Partie 56 - Chapitre 10 : Le gène de Babel (4/6)
TOUT LÀ-HAUT DANS LES ÉTOILES
Le début de l'année 2070
« Tu as entendu la nouvelle ? » m'exclamai-je à Charlene en entrant d'un pas lourd dans la pièce.
« Laisse-moi deviner ! Quelqu'un de très influent quelque part s'est payé quelque chose d'important, n'est-ce pas ? » fit-elle d'un ton moqueur en levant furtivement les yeux vers moi en continuant de brosser les cheveux de Lynne assise entre ses jambes à même le sol. Charlene n'aimait pas suivre les nouvelles et elle méprisait la politique. Elle avait connu les camps de concentration de l'intelligence artificielle dans sa trentaine et l'expérience de ces quinze années, ainsi que celles des années qui avaient précédé l'avait conduit à développer un grand dégoût pour tout ce qui touchait de près ou de loin aux médias. Selon elle, les nouvelles n'étaient qu'un outil de propagande pour ceux qui pouvaient se payer ce privilège.
« Presque. Ils s'en vont sur Mars, » dis-je sans cacher la tristesse dans ma voix.
« Et ça t'attriste ? » rétorqua-t-elle en secouant doucement la tête avant d'ajouter sèchement. « La Terre sera bien mieux sans eux. Qu'ils aillent faire des dégâts ailleurs ! » ajouta-t-elle dans un éclat de rire.

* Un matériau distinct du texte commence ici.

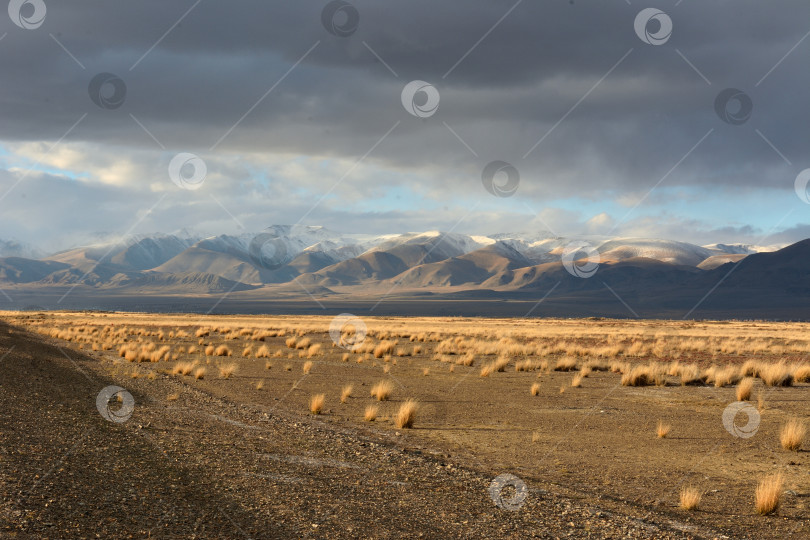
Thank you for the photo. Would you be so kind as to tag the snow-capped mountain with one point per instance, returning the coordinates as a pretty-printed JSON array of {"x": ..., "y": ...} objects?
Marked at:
[{"x": 320, "y": 257}]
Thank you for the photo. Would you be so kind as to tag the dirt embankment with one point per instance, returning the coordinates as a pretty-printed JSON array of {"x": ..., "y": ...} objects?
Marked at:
[{"x": 202, "y": 467}]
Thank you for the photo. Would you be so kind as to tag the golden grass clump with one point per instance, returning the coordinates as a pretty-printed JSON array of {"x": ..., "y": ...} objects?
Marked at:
[
  {"x": 777, "y": 374},
  {"x": 183, "y": 368},
  {"x": 406, "y": 415},
  {"x": 346, "y": 393},
  {"x": 725, "y": 376},
  {"x": 690, "y": 374},
  {"x": 370, "y": 414},
  {"x": 792, "y": 434},
  {"x": 690, "y": 498},
  {"x": 382, "y": 390},
  {"x": 768, "y": 494},
  {"x": 316, "y": 403},
  {"x": 744, "y": 389},
  {"x": 383, "y": 348},
  {"x": 566, "y": 363},
  {"x": 801, "y": 373},
  {"x": 226, "y": 370}
]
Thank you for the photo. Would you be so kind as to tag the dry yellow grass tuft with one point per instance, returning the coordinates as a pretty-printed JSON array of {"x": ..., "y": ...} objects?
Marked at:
[
  {"x": 744, "y": 389},
  {"x": 370, "y": 413},
  {"x": 183, "y": 368},
  {"x": 777, "y": 374},
  {"x": 382, "y": 390},
  {"x": 222, "y": 350},
  {"x": 226, "y": 370},
  {"x": 792, "y": 434},
  {"x": 801, "y": 373},
  {"x": 768, "y": 494},
  {"x": 383, "y": 348},
  {"x": 406, "y": 415},
  {"x": 566, "y": 363},
  {"x": 690, "y": 498},
  {"x": 316, "y": 403},
  {"x": 346, "y": 393}
]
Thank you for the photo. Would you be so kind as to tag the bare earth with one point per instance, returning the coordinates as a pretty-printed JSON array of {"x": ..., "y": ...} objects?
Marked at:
[{"x": 228, "y": 460}]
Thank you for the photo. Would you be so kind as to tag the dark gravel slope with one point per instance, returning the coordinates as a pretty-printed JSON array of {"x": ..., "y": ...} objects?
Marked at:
[{"x": 200, "y": 467}]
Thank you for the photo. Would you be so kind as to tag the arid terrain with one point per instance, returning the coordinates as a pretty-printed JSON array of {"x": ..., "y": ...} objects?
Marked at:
[{"x": 272, "y": 426}]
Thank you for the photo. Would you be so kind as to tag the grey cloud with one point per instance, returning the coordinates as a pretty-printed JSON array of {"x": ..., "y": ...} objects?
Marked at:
[{"x": 506, "y": 94}]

Je restai debout devant Charlene et Lynne à les regarder sans les voir, mon esprit perdu dans mes pensées de petit garçon abandonné. Les dirigeants des grandes multinationales américaines, chinoises et européennes travaillaient depuis plusieurs années déjà pour une grande expédition dans l'espace loin des problèmes du monde qui les avaient rendus riches et tout puissants. Donc, la nouvelle ne surprit personne. Le gène de Babel fut la goutte d'eau qui fit déborder le vase de leur avarice. Leur corps s'adaptait très mal au nouvel environnement dont ils avaient été les principaux concepteurs. Il était grand temps qu'ils aillent s'exiler dans un endroit où ils pourraient reproduire à l'identique ce qu'ils avaient accompli sur Terre : conquérir, exploiter, ruiner, puis finalement abandonner.
Pour beaucoup d'hommes et de femmes qui ne possédaient ni la force physique ni les moyens de se payer le grand voyage interstellaire, ils se faisaient encore avoir par les tout puissants de ce monde. Je m'étonnais des fonds, de l'énergie et des ressources exorbitants déployés dans cet autre grand projet qui ne devait bénéficier qu'à une poignée de gens dans la population. L'homme n'apprenait décidément rien du tout de ses erreurs passées. Au moins là-bas, si jamais quelque chose de grave devait se passer, nous autres serions bel et bien épargnés cette fois-ci. Le silence et le vide de l'espace nous protègeraient du pire. Malgré cette pensée, je ne pouvais m'empêcher de ressentir la lame du poignard de l'abandon. La différence de couleur, de teint, de statut social, ou autre n'enlevait rien au fait que nous appartenions tous à une seule et grande famille : le clan humain. Nous avions beau ne pas nous entendre les uns avec les autres, nous restions tout de même parents. Une fois de plus, un membre proche me laissait de côté pour s'en aller vers un autre ou vice versa.
Tandis que les occidentaux coincés sur Terre regardaient partir avec envie tout là-haut là-bas dans les étoiles les dirigeants de multinationales avec leurs familles et leurs bons copains, le reste du monde, les anciens damnés de la terre s'en fichaient éperdument. Avec gène, sans gène, ou sans gêne ils ne voyaient pas d'intérêt à aller suivre tout là-haut là-bas dans les étoiles ceux qui les avaient trainés sur plusieurs siècles dans l'humiliation et la peine. Néanmoins, nous les hommes, nous sommes tous comme des étoiles : nous partageons le même immense espace où nous ne cessons de se croiser à plusieurs moments dans le temps. Je savais bien au fond de moi en les voyant partir que leur chemin prétentieux recroiserait le nôtre à l'endroit où ils nous avaient laissé pour indignes misérables survivants qui devraient en fait mourir. Nous n'étions plus leurs simples invités sur Terre, la planète et ses mystères nous avait officiellement déclarés aussi ses dignes héritiers.